Open access, scholarly communications, and the processing fee model

There are arguments that the processing fee model approach to open access could introduce much needed competition into the scholarly publishing industry, and that this approach could simply result in a replacing a subscriptions crisis based on a price spiral with a processing fee price spiral. In my opinion, both arguments are correct. There are many variations of approaches to the processing fee model. Some introduce incentives to seek best services at best prices, and hence stimulate competition. One example is a funding agency providing a set amount or percentage fordissemination of research results, with discretion for the author to spend the full amount on publishing one article, or seeking a better price for publishing services,and using the remaining funds for other purposes. Other approaches, such as agreeing to a blanket fee for publication that is higher than the true costs of publishing an open access article, seem designed to reward inefficiencies and hencecreate the processing fee price spiral.
Following is a post to American Scientist Open Access Forum, Feb. 24, 2007 on this topic, which provides more detail. Thanks to Jan Velterop and Steve Hitchcock for their contributions on this topic.

To avoid confusion, let me first of all clarify that there are a number of business models for open access journals. The majority do not rely on processing fees at all.

For those that do, I agree with Jan Velterop that a gold processing-fee model has the potential to introduce competition into the marketplace. Steve Hitchcock is also correct, that a gold model could simply repeat the cost spiral.

The key factor is how a processing-fee model is approached. If a funding agency, university, or library decides to pay or partially pay processing fees, the gold processing-fee approach will only introduce competition into the system if there is incentive to seek out the publishing services with the most reasonable prices for the
services provided.

Let's look at a couple of different scenarios:

Funder A allows for a certain percentage of a research grant to be used for dissemination of research results, let's say $3,000. It is up to the researcher to decide whether to spend the $3,000 on processing fees for one article, or whether to publish in a quality journal with a lower fee, and use the rest of the funds for other dissemination-related purposes.

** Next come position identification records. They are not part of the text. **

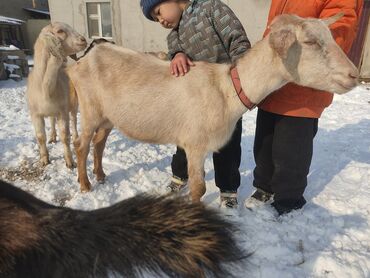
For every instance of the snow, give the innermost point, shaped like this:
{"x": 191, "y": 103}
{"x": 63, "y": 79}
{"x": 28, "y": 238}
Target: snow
{"x": 11, "y": 67}
{"x": 330, "y": 237}
{"x": 10, "y": 47}
{"x": 10, "y": 20}
{"x": 13, "y": 57}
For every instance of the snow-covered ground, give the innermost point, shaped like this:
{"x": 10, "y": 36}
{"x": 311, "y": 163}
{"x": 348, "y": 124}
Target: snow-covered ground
{"x": 330, "y": 237}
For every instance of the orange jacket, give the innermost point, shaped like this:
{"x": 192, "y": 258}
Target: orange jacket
{"x": 298, "y": 101}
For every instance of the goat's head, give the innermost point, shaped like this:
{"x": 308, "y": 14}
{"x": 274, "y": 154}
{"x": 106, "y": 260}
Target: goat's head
{"x": 60, "y": 37}
{"x": 309, "y": 54}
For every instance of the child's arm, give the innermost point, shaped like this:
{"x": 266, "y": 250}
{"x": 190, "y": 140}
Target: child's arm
{"x": 229, "y": 29}
{"x": 180, "y": 62}
{"x": 344, "y": 30}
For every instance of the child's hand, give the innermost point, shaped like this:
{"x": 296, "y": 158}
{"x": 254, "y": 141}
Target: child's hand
{"x": 180, "y": 64}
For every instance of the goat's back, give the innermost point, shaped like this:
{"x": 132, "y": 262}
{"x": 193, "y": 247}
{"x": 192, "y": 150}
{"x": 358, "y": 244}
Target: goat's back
{"x": 137, "y": 93}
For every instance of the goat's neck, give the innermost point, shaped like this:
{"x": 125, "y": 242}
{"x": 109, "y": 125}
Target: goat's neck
{"x": 259, "y": 71}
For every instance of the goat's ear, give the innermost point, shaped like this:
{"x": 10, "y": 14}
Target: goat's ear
{"x": 281, "y": 40}
{"x": 330, "y": 20}
{"x": 54, "y": 45}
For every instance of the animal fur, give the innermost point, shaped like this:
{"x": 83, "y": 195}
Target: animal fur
{"x": 159, "y": 234}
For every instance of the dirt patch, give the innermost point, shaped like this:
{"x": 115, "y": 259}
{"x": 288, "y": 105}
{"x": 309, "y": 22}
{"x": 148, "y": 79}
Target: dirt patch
{"x": 25, "y": 171}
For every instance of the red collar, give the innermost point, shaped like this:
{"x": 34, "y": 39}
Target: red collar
{"x": 239, "y": 90}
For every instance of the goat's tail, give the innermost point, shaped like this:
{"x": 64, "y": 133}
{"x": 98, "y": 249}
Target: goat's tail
{"x": 145, "y": 233}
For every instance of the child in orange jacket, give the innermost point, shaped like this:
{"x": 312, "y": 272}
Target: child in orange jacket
{"x": 287, "y": 121}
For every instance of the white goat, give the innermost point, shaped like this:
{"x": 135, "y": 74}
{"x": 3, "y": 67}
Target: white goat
{"x": 48, "y": 84}
{"x": 198, "y": 112}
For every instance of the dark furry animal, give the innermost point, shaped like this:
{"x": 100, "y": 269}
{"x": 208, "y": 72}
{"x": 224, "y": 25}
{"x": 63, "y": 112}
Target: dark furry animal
{"x": 162, "y": 235}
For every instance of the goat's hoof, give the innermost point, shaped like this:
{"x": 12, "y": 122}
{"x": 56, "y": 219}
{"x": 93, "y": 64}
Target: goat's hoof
{"x": 101, "y": 180}
{"x": 52, "y": 140}
{"x": 85, "y": 188}
{"x": 71, "y": 165}
{"x": 44, "y": 161}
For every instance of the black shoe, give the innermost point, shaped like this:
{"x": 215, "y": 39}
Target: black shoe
{"x": 288, "y": 205}
{"x": 228, "y": 200}
{"x": 261, "y": 195}
{"x": 177, "y": 184}
{"x": 257, "y": 199}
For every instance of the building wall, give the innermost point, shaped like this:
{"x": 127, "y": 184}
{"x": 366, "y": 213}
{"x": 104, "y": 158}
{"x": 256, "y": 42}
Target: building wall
{"x": 365, "y": 65}
{"x": 34, "y": 27}
{"x": 14, "y": 8}
{"x": 131, "y": 29}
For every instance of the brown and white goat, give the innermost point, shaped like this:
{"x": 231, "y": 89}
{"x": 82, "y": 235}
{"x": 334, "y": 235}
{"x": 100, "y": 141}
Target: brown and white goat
{"x": 48, "y": 84}
{"x": 198, "y": 111}
{"x": 73, "y": 101}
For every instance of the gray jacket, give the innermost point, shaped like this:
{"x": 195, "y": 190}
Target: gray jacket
{"x": 208, "y": 31}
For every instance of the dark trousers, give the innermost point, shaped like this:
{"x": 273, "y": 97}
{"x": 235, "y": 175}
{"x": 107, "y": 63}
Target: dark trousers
{"x": 283, "y": 149}
{"x": 226, "y": 163}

For example, depending on the publisher's fee, this might leave enough left over to pay a graduate assistant to do most of the writing, or even cover or partially cover the costs of attending a conference to present a paper on the research outcome. With this scenario, I would predict competition in the scholarly publishing industry, and ultimately better quality
services at lower prices.

Funder B allows for a certain amount to pay for processing fees. Let's take $3,000 US as an example. For many publishers, this amount is higher than true costs of publishing an online open access article, and allows for double-dipping (revenue from both subscriptions and processing fee charges). With this scenario, I would predict increasing inefficiencies in the scholarly publishing industry, and the processing fee cost spiral that Steve Hitchcock warns of.

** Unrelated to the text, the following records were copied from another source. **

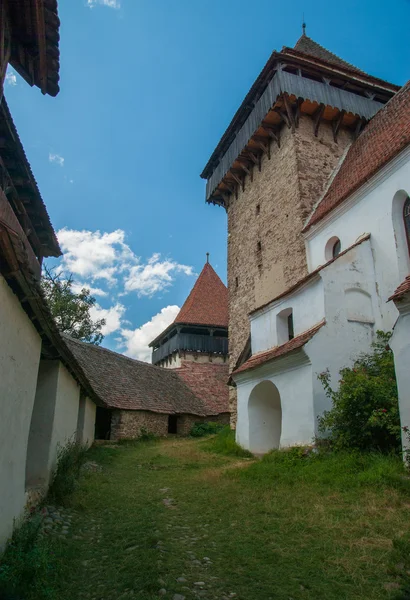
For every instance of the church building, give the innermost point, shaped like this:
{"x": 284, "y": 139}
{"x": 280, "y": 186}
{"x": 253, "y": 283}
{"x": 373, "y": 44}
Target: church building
{"x": 314, "y": 174}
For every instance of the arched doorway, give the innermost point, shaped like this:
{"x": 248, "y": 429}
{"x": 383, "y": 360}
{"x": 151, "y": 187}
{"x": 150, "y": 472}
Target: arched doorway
{"x": 265, "y": 418}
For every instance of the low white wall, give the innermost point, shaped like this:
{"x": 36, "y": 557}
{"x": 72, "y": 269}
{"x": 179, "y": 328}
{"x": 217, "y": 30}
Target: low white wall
{"x": 400, "y": 344}
{"x": 65, "y": 413}
{"x": 86, "y": 421}
{"x": 20, "y": 348}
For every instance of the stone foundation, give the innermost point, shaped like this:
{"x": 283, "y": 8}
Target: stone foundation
{"x": 128, "y": 424}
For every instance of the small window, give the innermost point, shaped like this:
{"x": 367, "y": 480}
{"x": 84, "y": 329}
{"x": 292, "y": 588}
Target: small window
{"x": 284, "y": 326}
{"x": 291, "y": 334}
{"x": 336, "y": 249}
{"x": 332, "y": 248}
{"x": 406, "y": 218}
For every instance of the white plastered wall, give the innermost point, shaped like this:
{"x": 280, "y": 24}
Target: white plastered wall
{"x": 20, "y": 348}
{"x": 346, "y": 296}
{"x": 86, "y": 421}
{"x": 400, "y": 344}
{"x": 376, "y": 209}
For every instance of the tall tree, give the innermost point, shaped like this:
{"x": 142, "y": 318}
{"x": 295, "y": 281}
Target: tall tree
{"x": 71, "y": 310}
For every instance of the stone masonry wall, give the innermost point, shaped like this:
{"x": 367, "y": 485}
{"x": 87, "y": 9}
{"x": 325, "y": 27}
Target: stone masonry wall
{"x": 272, "y": 210}
{"x": 128, "y": 423}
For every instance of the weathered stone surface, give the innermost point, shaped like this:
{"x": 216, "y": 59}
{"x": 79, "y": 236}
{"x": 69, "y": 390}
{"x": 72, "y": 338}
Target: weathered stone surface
{"x": 272, "y": 210}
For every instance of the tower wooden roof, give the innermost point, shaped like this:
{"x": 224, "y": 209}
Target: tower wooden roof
{"x": 306, "y": 79}
{"x": 207, "y": 304}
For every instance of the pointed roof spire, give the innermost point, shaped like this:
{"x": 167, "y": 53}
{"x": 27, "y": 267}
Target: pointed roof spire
{"x": 207, "y": 304}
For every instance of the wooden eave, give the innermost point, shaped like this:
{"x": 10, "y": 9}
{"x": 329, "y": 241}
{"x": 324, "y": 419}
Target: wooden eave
{"x": 34, "y": 27}
{"x": 17, "y": 181}
{"x": 312, "y": 67}
{"x": 16, "y": 269}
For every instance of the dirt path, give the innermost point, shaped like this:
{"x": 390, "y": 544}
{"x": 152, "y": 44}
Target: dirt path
{"x": 169, "y": 520}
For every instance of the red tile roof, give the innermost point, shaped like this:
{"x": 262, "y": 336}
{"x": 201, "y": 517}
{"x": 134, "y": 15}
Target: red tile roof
{"x": 382, "y": 139}
{"x": 207, "y": 304}
{"x": 404, "y": 288}
{"x": 312, "y": 274}
{"x": 124, "y": 383}
{"x": 208, "y": 382}
{"x": 263, "y": 357}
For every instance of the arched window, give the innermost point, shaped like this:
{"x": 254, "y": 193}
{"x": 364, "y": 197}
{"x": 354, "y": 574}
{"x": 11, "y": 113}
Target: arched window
{"x": 406, "y": 218}
{"x": 333, "y": 248}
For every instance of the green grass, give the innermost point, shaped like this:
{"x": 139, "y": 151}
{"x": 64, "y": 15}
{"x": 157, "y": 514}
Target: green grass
{"x": 331, "y": 527}
{"x": 224, "y": 443}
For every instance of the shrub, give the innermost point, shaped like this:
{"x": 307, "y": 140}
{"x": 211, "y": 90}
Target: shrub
{"x": 70, "y": 459}
{"x": 224, "y": 443}
{"x": 365, "y": 413}
{"x": 202, "y": 429}
{"x": 25, "y": 569}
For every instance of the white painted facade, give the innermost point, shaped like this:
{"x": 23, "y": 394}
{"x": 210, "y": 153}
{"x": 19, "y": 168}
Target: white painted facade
{"x": 350, "y": 294}
{"x": 343, "y": 294}
{"x": 86, "y": 421}
{"x": 376, "y": 208}
{"x": 400, "y": 344}
{"x": 20, "y": 350}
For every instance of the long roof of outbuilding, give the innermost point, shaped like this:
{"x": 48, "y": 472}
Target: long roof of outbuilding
{"x": 123, "y": 383}
{"x": 383, "y": 138}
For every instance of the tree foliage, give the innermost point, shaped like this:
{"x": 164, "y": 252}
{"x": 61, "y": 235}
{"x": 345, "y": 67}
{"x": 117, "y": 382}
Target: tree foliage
{"x": 71, "y": 310}
{"x": 365, "y": 413}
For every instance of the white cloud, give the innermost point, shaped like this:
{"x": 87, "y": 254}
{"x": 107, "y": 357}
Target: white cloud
{"x": 59, "y": 160}
{"x": 109, "y": 3}
{"x": 95, "y": 255}
{"x": 11, "y": 78}
{"x": 136, "y": 341}
{"x": 105, "y": 256}
{"x": 112, "y": 316}
{"x": 154, "y": 276}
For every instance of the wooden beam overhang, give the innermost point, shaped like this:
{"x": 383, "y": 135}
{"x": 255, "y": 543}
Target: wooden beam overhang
{"x": 317, "y": 118}
{"x": 337, "y": 123}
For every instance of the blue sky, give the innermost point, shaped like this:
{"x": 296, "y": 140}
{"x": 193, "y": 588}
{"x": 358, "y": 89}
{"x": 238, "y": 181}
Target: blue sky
{"x": 147, "y": 89}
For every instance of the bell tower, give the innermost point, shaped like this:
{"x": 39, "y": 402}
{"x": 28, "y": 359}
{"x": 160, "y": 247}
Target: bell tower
{"x": 272, "y": 165}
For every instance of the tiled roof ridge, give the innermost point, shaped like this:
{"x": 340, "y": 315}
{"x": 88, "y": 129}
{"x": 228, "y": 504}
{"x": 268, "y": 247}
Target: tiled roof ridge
{"x": 312, "y": 274}
{"x": 383, "y": 125}
{"x": 327, "y": 53}
{"x": 113, "y": 352}
{"x": 402, "y": 289}
{"x": 278, "y": 351}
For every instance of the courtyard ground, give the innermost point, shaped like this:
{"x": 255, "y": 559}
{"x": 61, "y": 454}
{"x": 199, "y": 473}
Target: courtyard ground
{"x": 172, "y": 519}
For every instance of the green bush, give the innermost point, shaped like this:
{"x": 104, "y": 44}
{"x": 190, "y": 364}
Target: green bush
{"x": 25, "y": 567}
{"x": 224, "y": 443}
{"x": 70, "y": 459}
{"x": 365, "y": 413}
{"x": 202, "y": 429}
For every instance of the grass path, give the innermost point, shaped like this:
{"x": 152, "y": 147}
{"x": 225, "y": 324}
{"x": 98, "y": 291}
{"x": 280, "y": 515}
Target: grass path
{"x": 169, "y": 519}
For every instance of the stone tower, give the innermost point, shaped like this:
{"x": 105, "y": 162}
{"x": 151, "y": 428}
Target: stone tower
{"x": 200, "y": 330}
{"x": 272, "y": 164}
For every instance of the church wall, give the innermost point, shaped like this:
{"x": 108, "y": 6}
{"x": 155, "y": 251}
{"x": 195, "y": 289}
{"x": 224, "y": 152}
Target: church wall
{"x": 372, "y": 210}
{"x": 285, "y": 189}
{"x": 20, "y": 348}
{"x": 308, "y": 310}
{"x": 293, "y": 380}
{"x": 400, "y": 344}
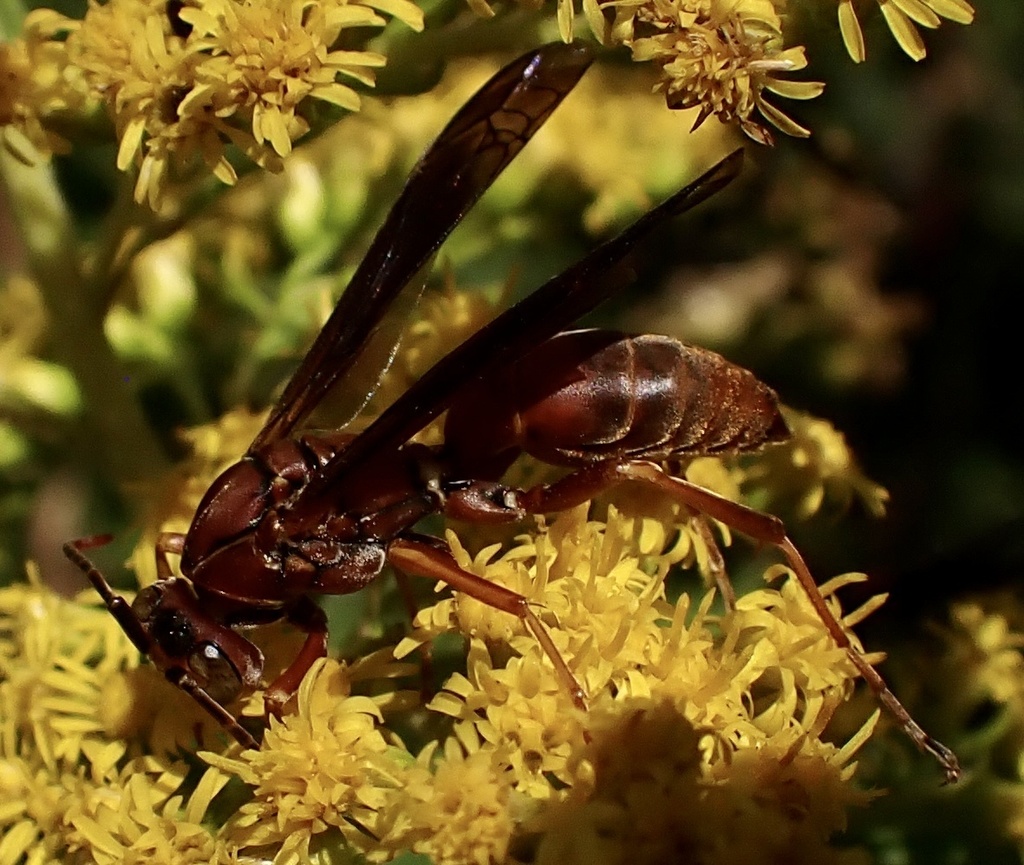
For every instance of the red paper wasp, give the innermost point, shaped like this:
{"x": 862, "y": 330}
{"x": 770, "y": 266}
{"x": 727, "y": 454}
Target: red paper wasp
{"x": 324, "y": 513}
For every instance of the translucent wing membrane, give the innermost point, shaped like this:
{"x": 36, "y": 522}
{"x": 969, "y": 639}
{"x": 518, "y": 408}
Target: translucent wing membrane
{"x": 482, "y": 138}
{"x": 551, "y": 308}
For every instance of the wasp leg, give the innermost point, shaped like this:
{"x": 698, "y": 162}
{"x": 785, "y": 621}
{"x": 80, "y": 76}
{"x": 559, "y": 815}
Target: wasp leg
{"x": 168, "y": 543}
{"x": 305, "y": 615}
{"x": 765, "y": 528}
{"x": 427, "y": 679}
{"x": 420, "y": 558}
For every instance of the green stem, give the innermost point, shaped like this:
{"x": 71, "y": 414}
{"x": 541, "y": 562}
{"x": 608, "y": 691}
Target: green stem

Similarly, if libraries choose to support processing fees, this may or may not be beneficial, depending on exactly how this is approached. Paying processing fees for fully gold OA journals with an established reputation for quality of service and reasonable prices would be extremely helpful in the transitional period. A sliding scale approach to paying for such fees (e.g. 100% up to $1,000, 75% up to $1,500, and so forth) would provide the incentives for faculty and departments to seek reasonable fees, and hence stimulate competition. Simply paying both processing fees and
subscription fees for hybrid journals creates incentives for inefficiencies. Hybrid processing fee / subscription approaches are an approach to transition that holds promise for reducing these incentives for inefficiencies (e.g., faculty at subscribing libraries pay lower fees, libraries deduct processing fees from subscription cheques). This is complex, and worth spending some time on
negotiations and model development.

Given these complexities, in my opinion it is best if funders adopt a simple mandate, requiring open access to the results of research they fund, and the authors' own work (with revisions suggested by peer reviewers). Funders have every right to make this requirement immediate on publication, or acceptance for publication. Publishers provide a valuable service, but they do not have any rights. Every business must adapt to changing environments, and the scholarly publishing industry is no exception.

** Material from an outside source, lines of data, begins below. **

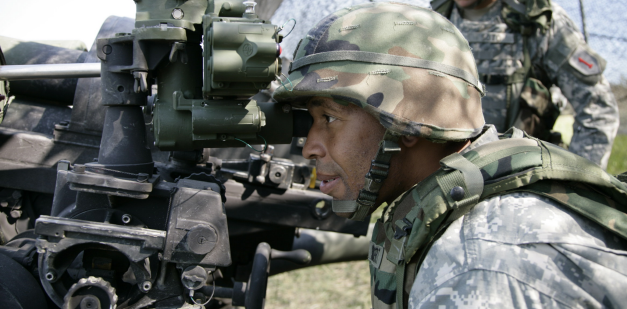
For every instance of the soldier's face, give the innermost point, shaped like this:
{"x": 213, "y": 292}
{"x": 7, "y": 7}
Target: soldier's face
{"x": 343, "y": 140}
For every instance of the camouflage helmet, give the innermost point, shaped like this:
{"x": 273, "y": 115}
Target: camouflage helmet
{"x": 407, "y": 66}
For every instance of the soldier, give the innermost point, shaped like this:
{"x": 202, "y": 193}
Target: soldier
{"x": 470, "y": 218}
{"x": 524, "y": 47}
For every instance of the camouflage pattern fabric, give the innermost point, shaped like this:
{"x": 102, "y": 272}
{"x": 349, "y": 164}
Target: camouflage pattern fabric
{"x": 515, "y": 163}
{"x": 401, "y": 96}
{"x": 523, "y": 251}
{"x": 561, "y": 55}
{"x": 5, "y": 100}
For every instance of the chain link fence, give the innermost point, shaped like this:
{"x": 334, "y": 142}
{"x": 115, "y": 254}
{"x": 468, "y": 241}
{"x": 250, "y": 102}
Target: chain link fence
{"x": 603, "y": 23}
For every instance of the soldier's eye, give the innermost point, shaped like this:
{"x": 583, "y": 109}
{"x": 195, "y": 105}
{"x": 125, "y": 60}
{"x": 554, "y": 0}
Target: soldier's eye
{"x": 330, "y": 118}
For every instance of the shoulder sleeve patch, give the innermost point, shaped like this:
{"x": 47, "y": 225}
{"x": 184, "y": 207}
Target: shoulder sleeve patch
{"x": 586, "y": 62}
{"x": 375, "y": 254}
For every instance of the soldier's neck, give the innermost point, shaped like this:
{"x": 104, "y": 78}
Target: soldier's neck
{"x": 476, "y": 13}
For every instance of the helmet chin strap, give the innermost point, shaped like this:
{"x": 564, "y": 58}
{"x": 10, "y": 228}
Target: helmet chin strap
{"x": 378, "y": 172}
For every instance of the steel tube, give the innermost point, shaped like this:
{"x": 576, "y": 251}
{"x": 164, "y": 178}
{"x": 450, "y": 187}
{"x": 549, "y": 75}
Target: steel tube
{"x": 49, "y": 71}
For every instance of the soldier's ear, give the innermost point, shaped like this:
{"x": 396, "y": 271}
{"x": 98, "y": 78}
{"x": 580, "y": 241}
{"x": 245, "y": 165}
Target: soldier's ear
{"x": 409, "y": 141}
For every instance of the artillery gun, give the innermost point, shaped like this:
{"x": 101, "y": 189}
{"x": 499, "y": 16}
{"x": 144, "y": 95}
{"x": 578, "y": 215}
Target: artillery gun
{"x": 119, "y": 183}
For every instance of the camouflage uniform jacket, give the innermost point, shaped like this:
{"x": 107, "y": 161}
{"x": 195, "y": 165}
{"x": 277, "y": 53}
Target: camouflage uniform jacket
{"x": 545, "y": 227}
{"x": 560, "y": 57}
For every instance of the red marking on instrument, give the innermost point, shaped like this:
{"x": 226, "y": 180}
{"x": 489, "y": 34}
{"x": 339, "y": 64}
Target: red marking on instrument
{"x": 590, "y": 65}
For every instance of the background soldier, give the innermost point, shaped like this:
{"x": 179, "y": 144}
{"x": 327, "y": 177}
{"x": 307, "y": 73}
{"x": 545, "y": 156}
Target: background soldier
{"x": 521, "y": 49}
{"x": 470, "y": 219}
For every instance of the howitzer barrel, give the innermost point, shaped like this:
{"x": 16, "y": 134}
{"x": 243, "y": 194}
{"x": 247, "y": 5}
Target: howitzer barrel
{"x": 46, "y": 71}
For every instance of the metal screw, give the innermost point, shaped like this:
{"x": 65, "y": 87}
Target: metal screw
{"x": 126, "y": 218}
{"x": 50, "y": 276}
{"x": 142, "y": 177}
{"x": 146, "y": 286}
{"x": 79, "y": 168}
{"x": 107, "y": 49}
{"x": 16, "y": 213}
{"x": 177, "y": 14}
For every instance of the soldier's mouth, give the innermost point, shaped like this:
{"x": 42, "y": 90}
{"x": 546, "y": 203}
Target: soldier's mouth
{"x": 327, "y": 185}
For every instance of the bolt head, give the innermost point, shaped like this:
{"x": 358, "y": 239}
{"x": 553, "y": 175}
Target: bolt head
{"x": 177, "y": 13}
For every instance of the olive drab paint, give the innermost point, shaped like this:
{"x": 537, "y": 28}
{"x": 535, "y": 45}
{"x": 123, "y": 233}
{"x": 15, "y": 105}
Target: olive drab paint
{"x": 407, "y": 66}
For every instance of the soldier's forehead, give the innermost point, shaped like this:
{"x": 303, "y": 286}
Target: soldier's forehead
{"x": 328, "y": 103}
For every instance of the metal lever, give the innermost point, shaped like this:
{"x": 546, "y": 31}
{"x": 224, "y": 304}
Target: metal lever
{"x": 299, "y": 256}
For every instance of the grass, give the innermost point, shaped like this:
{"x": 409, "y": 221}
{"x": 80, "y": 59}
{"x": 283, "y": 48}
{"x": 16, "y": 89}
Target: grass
{"x": 330, "y": 286}
{"x": 618, "y": 158}
{"x": 347, "y": 285}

Some publishers claim that if articles are available open access, there will be a precipitous decline in subscriptions. There is no evidence that this is likely, and much evidence that this is extremely unlikely, such as the experience of physics publishing peacefully coexisting with nearly 100% OA in arXiv for 15 years, the
fact that those who rely on the publishing services, the authors, are faculty members who are consulted in any cancellation decisions, and the fact that many of the larger library contracts are multi-year, and could not be cancelled suddenly.

However, even if all the library subscriptions were suddenly cancelled - so what? The monies that went into subscriptions would then be free to support gold OA publishing!

All of the worries from the publishing industry are much ado about nothing, in my opinion. Funders should overlook all the fretting about the possibility of change from an industry that is accustomed to a monopoly position, set the best policy for the public good(immediate open access, no delay), and leave all the details of the
adjustment to an OA environment to the scholars and their service providers (publishers, libraries, other university administration).

This post is part of the Transitioning to Open Access series.

This post reflects my personal opinion only and does not represent the opinions or policy of the BC Electronic Library Network or the Simon Fraser University Library.